Tool	Use in Chemigram
`colour-science` (Python)	Delta E computation, Lab* conversions, chromatic adaptation
`Pillow` / `rawpy`	Image loading (TIFF for synthetic, rendered output for real)
`numpy`	Patch extraction, histogram stats
ArgyllCMS	ICC profile creation, display calibration (if needed)
DCamProf	DNG/DCP profile creation from CC24 shots
BabelColor CT&A (freeware)	Color measurement and analysis

Synthetic fixture generation¶

For the CI tier, generate synthetic ColorChecker and grayscale TIFFs from the published L*a*b* values:

import colour
import numpy as np
from PIL import Image

# Load reference L*a*b* values
reference_lab = load_json("colorchecker24_lab_d50.json")

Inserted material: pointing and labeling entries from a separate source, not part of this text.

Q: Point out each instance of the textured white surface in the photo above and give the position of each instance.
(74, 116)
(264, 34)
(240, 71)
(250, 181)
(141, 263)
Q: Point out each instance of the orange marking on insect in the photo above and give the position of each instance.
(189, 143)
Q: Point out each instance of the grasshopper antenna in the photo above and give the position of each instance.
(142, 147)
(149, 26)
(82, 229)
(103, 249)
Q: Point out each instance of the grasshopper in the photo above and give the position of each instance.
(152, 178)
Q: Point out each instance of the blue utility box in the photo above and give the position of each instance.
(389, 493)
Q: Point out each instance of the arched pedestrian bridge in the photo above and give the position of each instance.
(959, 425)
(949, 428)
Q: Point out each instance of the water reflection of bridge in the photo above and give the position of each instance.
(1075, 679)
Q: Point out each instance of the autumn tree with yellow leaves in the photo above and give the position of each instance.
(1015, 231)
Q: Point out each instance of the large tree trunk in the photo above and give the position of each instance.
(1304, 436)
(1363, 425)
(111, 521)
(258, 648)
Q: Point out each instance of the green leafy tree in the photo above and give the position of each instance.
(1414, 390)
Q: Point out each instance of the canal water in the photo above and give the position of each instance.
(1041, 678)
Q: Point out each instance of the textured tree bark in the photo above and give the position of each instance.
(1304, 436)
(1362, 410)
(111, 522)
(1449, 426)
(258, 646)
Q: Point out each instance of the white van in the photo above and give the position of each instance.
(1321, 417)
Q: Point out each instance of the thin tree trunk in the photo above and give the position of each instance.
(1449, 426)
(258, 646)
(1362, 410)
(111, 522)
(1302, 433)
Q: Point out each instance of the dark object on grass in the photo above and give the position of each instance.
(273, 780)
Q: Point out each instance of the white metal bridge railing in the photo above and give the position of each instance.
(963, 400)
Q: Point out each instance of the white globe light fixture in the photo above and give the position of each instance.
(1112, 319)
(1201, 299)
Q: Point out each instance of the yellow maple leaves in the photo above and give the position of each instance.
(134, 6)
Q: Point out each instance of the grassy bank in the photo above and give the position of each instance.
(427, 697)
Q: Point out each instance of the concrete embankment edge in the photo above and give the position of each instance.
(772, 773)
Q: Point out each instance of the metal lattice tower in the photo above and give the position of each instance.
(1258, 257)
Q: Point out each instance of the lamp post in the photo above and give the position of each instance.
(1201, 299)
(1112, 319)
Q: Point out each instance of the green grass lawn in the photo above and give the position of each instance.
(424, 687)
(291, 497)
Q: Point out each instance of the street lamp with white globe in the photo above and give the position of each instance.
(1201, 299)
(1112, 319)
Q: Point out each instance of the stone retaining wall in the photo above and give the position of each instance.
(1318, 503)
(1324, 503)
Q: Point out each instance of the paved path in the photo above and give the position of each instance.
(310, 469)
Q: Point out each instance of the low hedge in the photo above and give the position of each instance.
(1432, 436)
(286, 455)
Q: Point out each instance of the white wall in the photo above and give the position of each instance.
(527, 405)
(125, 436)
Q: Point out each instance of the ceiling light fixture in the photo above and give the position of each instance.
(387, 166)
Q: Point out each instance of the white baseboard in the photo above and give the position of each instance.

# Convert L*a*b* D50 → sRGB
srgb_values = []
for patch in reference_lab:
    lab = np.array([patch["L"], patch["a"], patch["b"]])
    xyz = colour.Lab_to_XYZ(lab, illuminant=colour.CCS_ILLUMINANTS["CIE 1931 2 Degree Standard Observer"]["D50"])
    srgb = colour.XYZ_to_sRGB(xyz)
    srgb_clipped = np.clip(srgb, 0, 1)
    srgb_values.append((srgb_clipped * 255).astype(np.uint8))

# Render as 6×4 grid of 100×100 pixel patches
img = np.zeros((400, 600, 3), dtype=np.uint8)
for i, rgb in enumerate(srgb_values):
    row, col = divmod(i, 6)
    img[row*100:(row+1)*100, col*100:(col+1)*100] = rgb

Image.fromarray(img).save("colorchecker_synthetic_srgb.tiff")

This synthetic image is the "perfect" digital ColorChecker. Passing it through an identity transform should produce Delta E ≈ 0.0 (limited only by sRGB gamut clipping on out-of-gamut patches like Cyan #18).